O Discurso do Rei, com a palavra George VI

O Discurso do Rei, com a palavra George VI

Lizbeth Batista

28 de fevereiro de 2011 | 01h54

“O discurso do Rei” saiu consagrado do Oscar 2011.  Levou 5 estatuetas, a de melhor filme, roteiro original, diretor e ator.

Colin Firth reviveu nas telas o drama do rei gago que  fez o discurso de declaração de guerra aos nazistas.

Veja a página do Estadão de 1939 com a declaração de guerra e relatos do discurso real:

Alto, dono de penetrantes olhos claros, atlético e um herói de guerra- lutou na maior batalha naval da Primeira Guerra Mundial, a Batalha de Jutlândia,  da qual  a Inglaterra saiu vencedora.

Arquivo Estado

Príncipe Albert Frederick Arthur George conjugava atributos suficientes para projetar a imagem impecável de um soberano, não fosse sua dificuldade em se expressar, o príncipe era gago.

Em outros tempos essa condição não seria um grande problema, mas numa era onde a sociedade experimentava os avanços da comunicação de massa através das ondas do rádio, tal condição era uma maldição.

O filme começa com o constrangedor discurso na Exposição Imperial de 1938, em seguida mostra a busca do príncipe por tratamentos que o ajudassem a superar suas dificuldades com a fala, encontra ajuda e obtem progressos  num tratamento ministrado por um terapeuta nada ortodoxo, Lionel Logue .

A trama tem seqüência com a morte do pai, George V, a crise institucional gerada pelo irmão, Edward VIII ao insistir em realizar um casamento proibido pelas leis da monarquia inglesa, sua relutância em aceitar sua ascensão na linha sucessória ao trono, a renúncia do irmão, sua coroação e o avanço das forças nazistas na Europa.
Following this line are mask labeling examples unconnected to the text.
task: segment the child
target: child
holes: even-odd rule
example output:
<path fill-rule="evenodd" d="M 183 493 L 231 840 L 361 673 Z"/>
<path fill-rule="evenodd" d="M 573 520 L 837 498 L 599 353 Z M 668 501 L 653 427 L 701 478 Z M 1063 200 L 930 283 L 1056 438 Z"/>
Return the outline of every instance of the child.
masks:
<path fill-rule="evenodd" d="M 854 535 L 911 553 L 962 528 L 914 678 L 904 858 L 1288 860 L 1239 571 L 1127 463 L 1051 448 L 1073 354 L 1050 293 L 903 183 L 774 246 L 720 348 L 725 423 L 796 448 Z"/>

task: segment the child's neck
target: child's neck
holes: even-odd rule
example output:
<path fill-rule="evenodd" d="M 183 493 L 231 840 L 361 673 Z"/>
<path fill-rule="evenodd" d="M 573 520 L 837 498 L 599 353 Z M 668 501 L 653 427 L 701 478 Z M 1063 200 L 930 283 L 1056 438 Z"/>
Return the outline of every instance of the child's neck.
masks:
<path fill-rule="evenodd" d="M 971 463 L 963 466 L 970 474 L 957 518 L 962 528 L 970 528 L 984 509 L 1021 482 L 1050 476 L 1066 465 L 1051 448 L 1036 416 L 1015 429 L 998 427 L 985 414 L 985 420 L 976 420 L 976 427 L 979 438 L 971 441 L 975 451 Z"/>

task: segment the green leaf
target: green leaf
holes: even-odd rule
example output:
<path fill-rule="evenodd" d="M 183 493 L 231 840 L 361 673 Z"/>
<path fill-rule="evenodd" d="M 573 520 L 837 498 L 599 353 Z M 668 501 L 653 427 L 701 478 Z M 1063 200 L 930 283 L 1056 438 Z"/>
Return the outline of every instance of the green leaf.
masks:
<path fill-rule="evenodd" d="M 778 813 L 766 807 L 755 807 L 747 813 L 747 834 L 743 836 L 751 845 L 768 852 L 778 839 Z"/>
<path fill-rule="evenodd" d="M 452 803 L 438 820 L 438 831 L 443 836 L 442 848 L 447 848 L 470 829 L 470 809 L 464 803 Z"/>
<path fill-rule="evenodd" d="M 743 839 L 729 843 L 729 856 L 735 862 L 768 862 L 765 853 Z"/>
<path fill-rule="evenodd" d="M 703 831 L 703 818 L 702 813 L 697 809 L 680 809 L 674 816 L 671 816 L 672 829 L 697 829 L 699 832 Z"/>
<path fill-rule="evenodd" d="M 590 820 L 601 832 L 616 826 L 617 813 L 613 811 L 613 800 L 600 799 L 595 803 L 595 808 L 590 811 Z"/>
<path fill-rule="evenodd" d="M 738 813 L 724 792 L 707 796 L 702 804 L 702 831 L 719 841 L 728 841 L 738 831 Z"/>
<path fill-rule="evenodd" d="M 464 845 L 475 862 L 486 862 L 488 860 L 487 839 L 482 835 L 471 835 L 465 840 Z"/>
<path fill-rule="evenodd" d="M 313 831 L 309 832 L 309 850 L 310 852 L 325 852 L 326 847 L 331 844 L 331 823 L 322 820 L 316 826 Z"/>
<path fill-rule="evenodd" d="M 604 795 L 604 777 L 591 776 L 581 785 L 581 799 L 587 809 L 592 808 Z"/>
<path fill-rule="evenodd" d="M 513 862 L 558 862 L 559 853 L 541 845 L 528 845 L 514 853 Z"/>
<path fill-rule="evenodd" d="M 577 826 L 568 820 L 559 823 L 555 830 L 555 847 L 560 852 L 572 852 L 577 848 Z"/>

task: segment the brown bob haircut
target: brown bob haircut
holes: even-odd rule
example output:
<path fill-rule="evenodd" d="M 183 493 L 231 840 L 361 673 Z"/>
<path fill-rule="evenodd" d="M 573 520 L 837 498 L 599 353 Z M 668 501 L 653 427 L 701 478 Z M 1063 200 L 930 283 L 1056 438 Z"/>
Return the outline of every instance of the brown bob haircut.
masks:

Culminando na Declaração de guerra à Alemanha.

E no discurso transmitido pela BBC para todo o Reino Unido e colônias, em 03 de setembro de 1939.

Pronunciando as palavras lentamente, George VI convoca todos os povos do Império Britânico a “combater um principio que, se prevalecesse, seria fatal à civilização humana, um princípio que permite que um Estado egoísta, aproveitando-se do poder, desrespeite os trados e os compromissos solenes, usando da força ou da ameaça contra a soberania e independência de outros Estados”.

O discurso marcou o início da firme liderança exercida pelo monarca nos difíceis anos do conflito.

Durante a guerra a família real escolheu permanecer em Londres, apesar dos perigos oferecidos pelos ataques aéreos alemães.

Mesmo após o atentado ao Palácio de Baukingham em 13 de setembro 1940, os monarcas não deixaram seus súditos, e como o resto do país, a realeza experimentou a racionalização e as restrições dos tempos de guerra.

O Rei George VI  e a Rainha Elizabeth visitavam as vítimas dos bombardeios, os oficiais das forças inglesas, tanto no país, quanto os combatentes no continente.

A postura dos Windsor durante a Segunda Guerra tornou-os símbolo da resistência nacional inglesa.